Courte nouvelle dans le Crépuscule, un lieu étrange où se mêle délire fantasmatique et réalité. La nuit s'installe, une voiture passe le long d'une autoroute et aucun rêve n'est blessé durant le tournage de la scène.


Barney se glissa dans sa salle de bain. Les premières heures de l'aube – ou était-ce les dernières du jour ? - arrivaient tout juste, déversant une lumière d'orange enflammée dans la pièce, tirant même jusqu'au rouge le long de la céramique. Barney n'aimait pas ça, on s'y serait cru dans un conte des milles et une nuit. Et il n'aimait pas le Moyen-Orient. Quel intérêt d'avoir laissé cette pièce devenir grise si c'était pour la retrouver orange tout les matins quand il se levait ? Il alluma l'eau, dénuda son épaisse carrure puis tâta de l'index si l'eau était suffisamment chaude. Il finit par se placer sous le pommeau de douche, qui déversait sa tiédeur sur son crâne dégarni et ses épaules. Il avait réellement mal vécu la perte progressive de ses cheveux. Parfois, il entendait dire qu'ils étaient tombés avec sa bonne humeur. Il passa sa main dedans, évaluant l'étendue de la rareté capillaire. Quelque chose s'entortilla contre sa main gauche, alors qu'il tentait de la rabattre, et il sentit que des cheveux cédaient sous la pression et s'arrachaient même. Sursautant, il regarda sa main et découvrit que le bracelet de sa montre avait dû prendre au piège quelques mèches survivantes. Il pesta. D'autant plus qu'étant donné les litres qui s'étaient déjà abattu sur sa malheureuse montre, elle devait être à présent fichue. Il tenta néanmoins de la retirer, rebroussant le pan de manche qui la couvrait. Quoi ? Bon sang, il avait même oublié de retirer son costume. Son plus beau costume, en plus, le bleu ciel, avec la cravate rayée. Il détestait être vêtu sous la douche, mais il était déjà trempé, cela ne valait plus la peine de bouger. Il fallait attendre que l'eau finisse de couler, sinon, il allait sentir le tissu mouillé sur sa peau et il ne supportait pas cela. Il avait l'impression de ruisseler de sudation. Heureusement qu'il n'était pas sorti ainsi.
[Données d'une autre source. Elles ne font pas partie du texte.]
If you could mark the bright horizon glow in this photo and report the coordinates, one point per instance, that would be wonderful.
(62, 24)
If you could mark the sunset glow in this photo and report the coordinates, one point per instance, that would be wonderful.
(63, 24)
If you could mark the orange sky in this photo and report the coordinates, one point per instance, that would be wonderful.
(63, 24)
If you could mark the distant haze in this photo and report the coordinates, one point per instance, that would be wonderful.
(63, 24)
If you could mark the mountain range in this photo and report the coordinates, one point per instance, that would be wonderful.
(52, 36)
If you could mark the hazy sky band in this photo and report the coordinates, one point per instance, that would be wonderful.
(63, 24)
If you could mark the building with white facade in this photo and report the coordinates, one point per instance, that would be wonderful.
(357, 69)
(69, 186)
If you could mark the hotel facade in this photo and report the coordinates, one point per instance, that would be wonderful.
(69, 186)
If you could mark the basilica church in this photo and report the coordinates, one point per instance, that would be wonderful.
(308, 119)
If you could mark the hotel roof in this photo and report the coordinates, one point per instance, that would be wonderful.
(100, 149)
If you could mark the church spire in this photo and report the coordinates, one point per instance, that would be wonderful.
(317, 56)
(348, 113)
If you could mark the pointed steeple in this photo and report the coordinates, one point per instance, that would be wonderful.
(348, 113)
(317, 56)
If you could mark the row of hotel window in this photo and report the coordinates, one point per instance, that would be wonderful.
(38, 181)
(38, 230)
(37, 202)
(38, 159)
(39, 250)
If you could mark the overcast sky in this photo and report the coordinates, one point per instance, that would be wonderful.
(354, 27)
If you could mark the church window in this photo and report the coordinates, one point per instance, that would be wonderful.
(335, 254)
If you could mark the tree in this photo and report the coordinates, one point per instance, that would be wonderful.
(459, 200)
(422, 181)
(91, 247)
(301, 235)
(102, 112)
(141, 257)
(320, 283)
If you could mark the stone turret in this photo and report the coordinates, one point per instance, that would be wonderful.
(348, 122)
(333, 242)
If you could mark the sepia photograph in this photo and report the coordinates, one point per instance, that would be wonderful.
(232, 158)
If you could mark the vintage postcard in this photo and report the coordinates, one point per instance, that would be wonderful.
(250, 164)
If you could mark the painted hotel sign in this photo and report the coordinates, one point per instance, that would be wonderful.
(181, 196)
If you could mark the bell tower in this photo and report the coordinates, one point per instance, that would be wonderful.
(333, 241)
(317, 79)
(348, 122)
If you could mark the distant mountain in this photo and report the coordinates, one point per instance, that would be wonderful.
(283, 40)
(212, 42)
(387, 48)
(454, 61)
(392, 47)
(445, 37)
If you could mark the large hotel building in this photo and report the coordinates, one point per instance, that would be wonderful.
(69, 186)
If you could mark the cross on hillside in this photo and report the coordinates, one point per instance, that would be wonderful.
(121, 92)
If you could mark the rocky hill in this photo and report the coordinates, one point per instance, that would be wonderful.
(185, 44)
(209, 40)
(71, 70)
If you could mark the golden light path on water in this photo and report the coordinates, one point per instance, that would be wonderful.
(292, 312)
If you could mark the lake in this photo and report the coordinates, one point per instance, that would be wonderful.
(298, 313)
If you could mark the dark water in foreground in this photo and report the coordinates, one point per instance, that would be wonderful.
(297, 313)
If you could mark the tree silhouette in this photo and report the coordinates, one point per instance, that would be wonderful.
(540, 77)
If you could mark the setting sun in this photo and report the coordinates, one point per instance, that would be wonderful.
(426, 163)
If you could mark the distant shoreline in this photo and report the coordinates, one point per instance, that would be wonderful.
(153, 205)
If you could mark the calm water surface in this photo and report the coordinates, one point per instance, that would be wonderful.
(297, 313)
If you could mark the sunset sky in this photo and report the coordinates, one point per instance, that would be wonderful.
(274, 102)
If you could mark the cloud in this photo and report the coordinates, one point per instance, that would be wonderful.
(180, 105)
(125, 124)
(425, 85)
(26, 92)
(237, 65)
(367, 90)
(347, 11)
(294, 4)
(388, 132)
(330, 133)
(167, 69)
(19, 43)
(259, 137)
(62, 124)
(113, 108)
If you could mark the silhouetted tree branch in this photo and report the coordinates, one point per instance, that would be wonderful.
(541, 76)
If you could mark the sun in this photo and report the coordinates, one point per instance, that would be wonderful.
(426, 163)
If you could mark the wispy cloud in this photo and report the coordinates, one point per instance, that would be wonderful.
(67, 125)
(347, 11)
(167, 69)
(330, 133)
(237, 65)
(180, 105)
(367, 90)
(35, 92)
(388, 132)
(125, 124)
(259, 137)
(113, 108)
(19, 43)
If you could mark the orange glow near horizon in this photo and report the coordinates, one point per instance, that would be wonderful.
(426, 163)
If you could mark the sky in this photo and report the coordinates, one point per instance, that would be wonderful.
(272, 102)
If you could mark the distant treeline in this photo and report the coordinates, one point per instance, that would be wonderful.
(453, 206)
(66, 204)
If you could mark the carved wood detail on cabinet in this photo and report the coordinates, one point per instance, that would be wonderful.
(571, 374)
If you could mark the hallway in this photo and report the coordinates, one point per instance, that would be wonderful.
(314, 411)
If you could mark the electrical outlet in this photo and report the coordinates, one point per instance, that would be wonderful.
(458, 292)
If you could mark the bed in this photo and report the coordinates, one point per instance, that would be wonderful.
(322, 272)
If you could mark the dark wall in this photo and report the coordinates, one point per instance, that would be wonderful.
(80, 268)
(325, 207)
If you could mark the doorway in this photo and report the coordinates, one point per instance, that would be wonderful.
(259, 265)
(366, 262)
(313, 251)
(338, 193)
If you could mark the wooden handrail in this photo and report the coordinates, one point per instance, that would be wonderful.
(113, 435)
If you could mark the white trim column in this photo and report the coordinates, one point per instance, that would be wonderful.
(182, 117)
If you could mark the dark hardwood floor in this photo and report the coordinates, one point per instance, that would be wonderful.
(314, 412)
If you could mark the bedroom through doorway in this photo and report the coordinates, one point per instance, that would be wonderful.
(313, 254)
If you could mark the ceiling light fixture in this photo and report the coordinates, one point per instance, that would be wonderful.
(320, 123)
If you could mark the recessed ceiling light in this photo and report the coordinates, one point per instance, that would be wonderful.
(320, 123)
L'eau s'arrêta de couler. Il tenta un premier mouvement. C'était comme d'évoluer dans de la lymphe, mais à l'état adulte. Bref, comme porter une couche, en somme. L'image de la couche se logea dans son cerveau au point qu'il n'en put plus supporter davantage. Il tira d'un coup raide le rideau de douche et sortit dans son box. Pendant un instant, il chercha son lavabo, mais ne trouva que son bureau – son ancien bureau – et l'observa d'un œil incrédule. Il n'avait pas pu se doucher au boulot, c'était impossible. Il tendit finalement le cou par la porte du box et remarqua ses anciens collègues, qui le regardaient tous avec des yeux vitreux. Il dégoulinait sur le moquette, s'excusant. Ils ne répondirent pas, formant une espèce de mur silencieux, barrant le chemin vers les bureaux plus haut. Derrière eux se déplaçait une figure noire et menaçante, comme une rumeur répandue parmi eux. On murmurait parmi eux, on le pointait du doigt. On l'indiquait pour ce qui se cachait derrière eux, la noirceur, qui marchait d'un bout à l'autre du couloir, comme une panthère en cage, prête à bondir. Et lui se sentait sale. Il était presque sûr à présent d'être dans un rêve. L'eau qui ruisselait sur lui lui donnait l'impression d'être couvert d'une pellicule de sueur et d'urine, ce mélange particulier propre au songe. A ses songes, en fait. A présent, il n'avait plus qu'une crainte, c'était de se réveiller baignant réellement dans son urine.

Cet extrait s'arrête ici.